Sara ist eine attraktive 32-jährige Frau, die von Angst geplagt ist und sich bei geringstem Druck oder Verantwortungsanspruch überfordert fühlt. Sie ist verheiratet und und hat einen vierjährigen Sohn, fühlt sich aber mit der Fürsorge für ein Kind und ein Zuhause überfordert. Ihr Mann arbeitet den ganzen Tag und erwartet, dass sie den Haushalt macht und dass Essen im Kühlschrank ist, wenn er nach Hause kommt. Stattdessen findet er eine chaotische Wohnung und eine sich beklagende Ehefrau vor. Er gibt seinem Frust oft Ausdruck, indem er wütend und ungeduldig mit ihr wird, was die Sache nur noch schlimmer macht.
Sara ist von einer Angst verfolgt, welche ihr Leben kontrolliert, und leider ist sie mit diesem Leiden nicht allein. Angst kann im Leben vieler Menschen dominierend sein. Vielleicht ist es sogar das bedeutsamste Thema, mit dem sich viele von uns herumschlagen müssen. Im Verständnis unserer Arbeit und in unserem Leben ist das Zurechtkommen mit den eigenen Ängsten die Grundlage für ein erfüllendes Leben.
Wir haben versucht, die Arbeit mit Angst auf sechs einfache Schritte zu reduzieren. Sie sind nicht linear zu verstehen, bilden aber insgesamt eine umfassende Herangehensweise. Wir fassen hier jeden dieser sechs Schritte zusammen, in der Weise, wie sie auch für Sara im Umgang mit ihren Ängsten hilfreich waren.

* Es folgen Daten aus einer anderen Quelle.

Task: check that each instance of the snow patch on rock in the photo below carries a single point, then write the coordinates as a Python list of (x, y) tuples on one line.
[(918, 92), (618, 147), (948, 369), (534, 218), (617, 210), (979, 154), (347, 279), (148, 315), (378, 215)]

- Beim ersten Schritt geht es darum zu erkennen, wie wir es vermeiden, bewusst zu sein und unsere Ängste zu fühlen. Dies betrifft alle möglichen Formen von Kompensation und Ablenkung wie: uns antreiben, uns isolieren, uns selbst schaden, bluffen, aggressiv sein, andere retten wollen, sich beklagen und alle Arten von Sucht. Sara hat sich selbst abgelenkt, indem sie sich beklagt, schnell und viel geredet und sich immer wieder gesagt hat, sie sei „überfordert“. Damit hat sie es vermieden, den nächsten Schritt zu tun, nämlich mit ihren Ängsten präsent zu sein.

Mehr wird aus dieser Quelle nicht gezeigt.